So now you’re realizing, well, these people don’t really value me. The reality is if someone doesn’t value you, it’s true for relationships but also work, you have to walk away from that situation. I’m sure you could find other employers who would value your time and your efforts that you put in there. Now it seems to me that as soon as you’re underperforming, you’re getting into a lot of trouble. Everyone underperforms from time to time but good companies, good employers, good managers, good bosses, they’re going to help you get out of that rut. They’re going to help you succeed. They want you to succeed because they’re good leaders. But these people probably only care about the money that you can produce for them.

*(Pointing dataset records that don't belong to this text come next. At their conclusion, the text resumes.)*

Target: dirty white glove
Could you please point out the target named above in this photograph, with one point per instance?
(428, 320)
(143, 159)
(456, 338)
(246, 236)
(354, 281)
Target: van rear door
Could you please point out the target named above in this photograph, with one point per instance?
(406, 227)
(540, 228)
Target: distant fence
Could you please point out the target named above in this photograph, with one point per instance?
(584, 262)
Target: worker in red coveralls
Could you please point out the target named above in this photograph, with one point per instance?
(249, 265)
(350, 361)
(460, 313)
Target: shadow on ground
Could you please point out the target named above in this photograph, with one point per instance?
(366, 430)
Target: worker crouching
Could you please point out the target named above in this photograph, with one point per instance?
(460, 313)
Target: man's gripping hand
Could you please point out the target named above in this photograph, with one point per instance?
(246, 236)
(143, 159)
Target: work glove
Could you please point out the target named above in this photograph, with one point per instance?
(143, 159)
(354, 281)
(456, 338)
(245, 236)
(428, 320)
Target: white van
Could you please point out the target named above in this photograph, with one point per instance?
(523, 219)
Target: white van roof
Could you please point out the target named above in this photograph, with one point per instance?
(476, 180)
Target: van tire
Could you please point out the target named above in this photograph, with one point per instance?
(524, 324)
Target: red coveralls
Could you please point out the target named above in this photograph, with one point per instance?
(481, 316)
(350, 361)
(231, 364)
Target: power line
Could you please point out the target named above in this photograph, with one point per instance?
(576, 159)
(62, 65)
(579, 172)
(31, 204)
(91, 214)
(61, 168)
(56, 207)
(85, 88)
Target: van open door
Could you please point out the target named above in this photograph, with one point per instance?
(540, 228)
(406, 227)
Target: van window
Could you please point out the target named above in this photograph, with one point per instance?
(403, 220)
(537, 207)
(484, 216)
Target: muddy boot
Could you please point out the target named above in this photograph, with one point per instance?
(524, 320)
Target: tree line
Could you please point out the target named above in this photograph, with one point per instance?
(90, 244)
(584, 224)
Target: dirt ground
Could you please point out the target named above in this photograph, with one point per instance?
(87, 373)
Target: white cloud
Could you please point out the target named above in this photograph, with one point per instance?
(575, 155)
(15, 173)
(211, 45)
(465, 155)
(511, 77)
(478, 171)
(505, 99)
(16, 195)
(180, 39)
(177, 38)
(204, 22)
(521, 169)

And I’m assuming what you are realizing right now is actually what your girlfriend has been seeing for a long time and it seems to me that she’s been trying to communicate it to you but you were unwilling to accept that. You thought probably that you have to make this work. You thought that if you don’t climb the career ladder, your life is not going to work out. You’re thinking maybe you’re not gonna make enough money. Maybe you have to pay off some debts. But probably, you could also find other ways to make money.
So he then says: “Anyway, I tried so hard to win her back and I must have been begging and pleading with her for what feels like an entire month. Pretty much every attempt at talking to her went completely ignored or she told me off, saying stuff like ‘she doesn’t know if she can still be with me but right now it’s not the time for it.’ It’s as if she didn’t care at all about my attempts to fix the relationship and it just seemed to get worse the harder I tried.”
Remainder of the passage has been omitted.